A bill declaring child marriage illegal in the Philippines has been passed on its third and final reading.
Senate Bill No. 1371, also known as the “Girls Not Brides Act,” was unanimously approved by Senators on Monday, November 9.
The measure was principally authored and sponsored by Sen. Risa Hontiveros, chairperson of the Senate Committee on Women, Children, Family Relations and Gender Equality.
“The issue of child early and forced marriages is one that is largely invisible to us here in Metro Manila, but it is a tragic reality for scores of young girls who are forced by economic circumstances and cultural expectations to shelve their own dreams, begin families they are not ready for, and raise children even if their own childhoods have not yet ended,” she said after the Senate approved the measure.
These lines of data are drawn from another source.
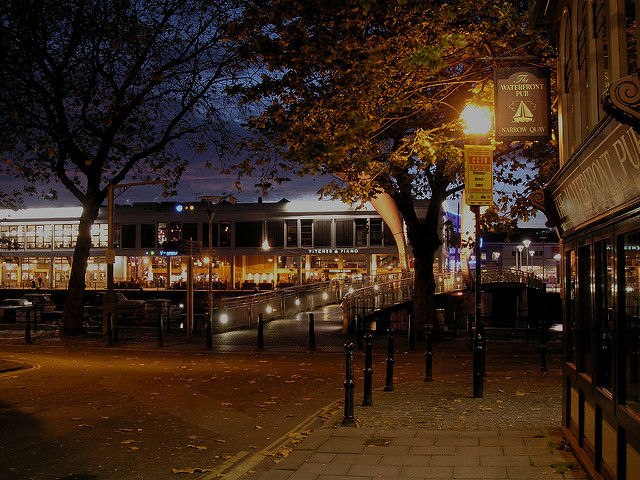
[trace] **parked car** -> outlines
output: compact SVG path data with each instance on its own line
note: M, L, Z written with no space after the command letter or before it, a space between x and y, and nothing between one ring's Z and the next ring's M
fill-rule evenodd
M0 323L25 321L27 314L24 301L20 298L0 300Z
M146 319L144 300L127 298L122 293L116 292L116 305L118 308L118 323L143 323ZM98 293L87 305L85 315L102 318L104 293Z
M20 300L24 307L39 312L42 320L57 320L61 314L48 293L25 293Z
M92 304L85 305L85 316L102 318L103 295L98 295ZM118 305L118 323L120 325L151 324L158 320L158 314L162 314L163 322L167 321L167 315L172 321L178 321L182 318L183 309L173 305L169 299L137 300L127 298L122 293L116 292L116 302Z

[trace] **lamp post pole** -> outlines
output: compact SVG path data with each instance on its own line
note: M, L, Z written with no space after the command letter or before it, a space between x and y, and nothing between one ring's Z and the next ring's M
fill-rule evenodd
M105 254L105 261L107 263L107 292L102 299L102 332L104 335L107 335L107 323L108 319L111 318L111 321L113 323L111 327L113 329L113 337L115 340L118 339L118 316L116 315L116 293L113 285L113 264L116 261L115 250L113 247L113 210L115 207L114 192L116 188L119 190L119 193L124 193L129 187L136 187L139 185L155 185L158 183L162 183L164 185L162 196L168 196L166 180L149 180L145 182L120 183L117 185L109 182L109 185L107 187L107 251Z
M213 328L213 284L211 277L213 276L213 215L215 211L211 206L207 206L207 217L209 218L209 268L207 269L207 308L209 318L207 319L207 347L211 347L211 329Z
M518 245L516 250L518 251L518 254L516 255L516 259L518 260L516 262L518 264L517 270L520 271L522 270L522 250L524 250L524 245Z
M473 205L476 216L476 281L475 281L475 324L473 336L473 396L480 398L484 393L484 329L482 327L482 259L480 258L480 206Z
M216 214L216 211L218 210L218 206L220 205L220 202L223 200L227 200L229 199L229 201L231 203L235 203L236 199L233 198L231 195L207 195L207 196L203 196L200 197L200 200L202 200L203 202L206 203L207 205L207 218L209 219L209 250L207 255L209 256L209 268L208 268L208 282L207 282L207 308L209 311L209 318L207 320L208 322L208 329L207 329L207 335L210 336L209 333L209 328L213 327L213 217ZM207 342L209 342L209 340L207 340ZM207 343L207 346L209 346L209 343Z

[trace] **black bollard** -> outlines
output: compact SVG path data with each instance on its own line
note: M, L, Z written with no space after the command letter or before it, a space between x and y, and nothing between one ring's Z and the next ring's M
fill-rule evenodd
M481 325L476 326L476 334L473 337L473 397L482 398L484 395L485 375L485 338Z
M540 370L547 371L547 325L540 320Z
M107 313L107 345L113 345L113 327L111 325L111 312Z
M33 331L38 331L38 306L36 304L33 305Z
M205 335L206 335L206 339L204 342L204 348L206 348L207 350L211 350L213 348L213 332L211 331L211 321L212 321L212 315L210 313L207 314L207 324L206 324L206 328L205 328Z
M313 313L309 314L309 350L316 351L316 327L313 320Z
M258 350L264 350L264 320L262 314L258 314Z
M411 314L407 323L407 341L409 342L409 350L414 351L416 349L416 333L413 325L413 315Z
M346 351L346 372L344 380L344 419L343 425L353 425L353 390L355 388L355 382L353 381L353 343L345 343L344 349Z
M158 348L164 347L164 339L162 338L162 313L158 314Z
M453 309L453 338L458 338L458 317L455 308Z
M362 315L357 314L356 315L356 348L358 350L362 350L362 336L364 333L362 322L363 322Z
M370 333L364 336L364 348L364 398L362 399L362 406L370 407L373 405L373 335Z
M480 341L482 343L482 358L480 359L480 369L482 371L482 379L487 376L487 336L484 333L484 323L480 323Z
M116 308L116 312L118 311L118 309ZM111 339L113 340L113 344L115 345L116 343L118 343L119 341L119 331L120 329L118 328L118 316L117 315L112 315L111 313L109 313L109 325L111 326Z
M424 353L425 358L425 373L424 381L433 382L433 335L431 332L431 325L427 324L425 333L426 351Z
M24 326L24 343L31 343L31 312L26 311L27 324Z
M393 328L387 330L387 378L385 381L384 391L393 392Z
Based on data from the United Nations Population Fund, 1 in every 6 girls in the Philippines marry before the legal age of 18.
The Philippines was also listed as the 12th country with the highest number of children married under 18 years old with 726,000, according to Hontiveros.
“Today, we give our girls a chance to dream, a chance to define their futures according to their own terms. We defend their right to declare when they are ready to begin their families,” Hontiveros said.
“We tell them their health matters to us. Their education matters to us. We give them a fighting chance,” she added.
Under the bill, any person who causes, fixes, facilitates or arranges a child marriage will be fined P40,000 or suffer the penalty of prision mayor in its minimum period, which is eight years and a day to 10 years.
Should the perpetrator of the child marriage be an ascendant, step parent or guardian of the minor, the punishment will be prision mayor in its maximum period of 10 years and a day to 12 years, a P50,000 fine, and the loss of parental authority over the minor.
Any person who performs or officiates the formal rites of child marriage will suffer the penalty of prision mayor in its medium period, a fine of at least P40,000, and disqualification from office in the case of public officials.
The Philippine Department of Social Welfare and Development has been enlisted to take the lead in the measure’s implementation.
The bill was co-authored by Senate President Vicente Sotto 3rd, Majority Leader Juan Miguel Zubiri, Minority Leader Franklin Drilon and Senators Leila de Lima, Emmanuel Joel Villanueva, Maria Josefa Imelda Marcos, Juan Edgardo Angara and Francis Pangilinan.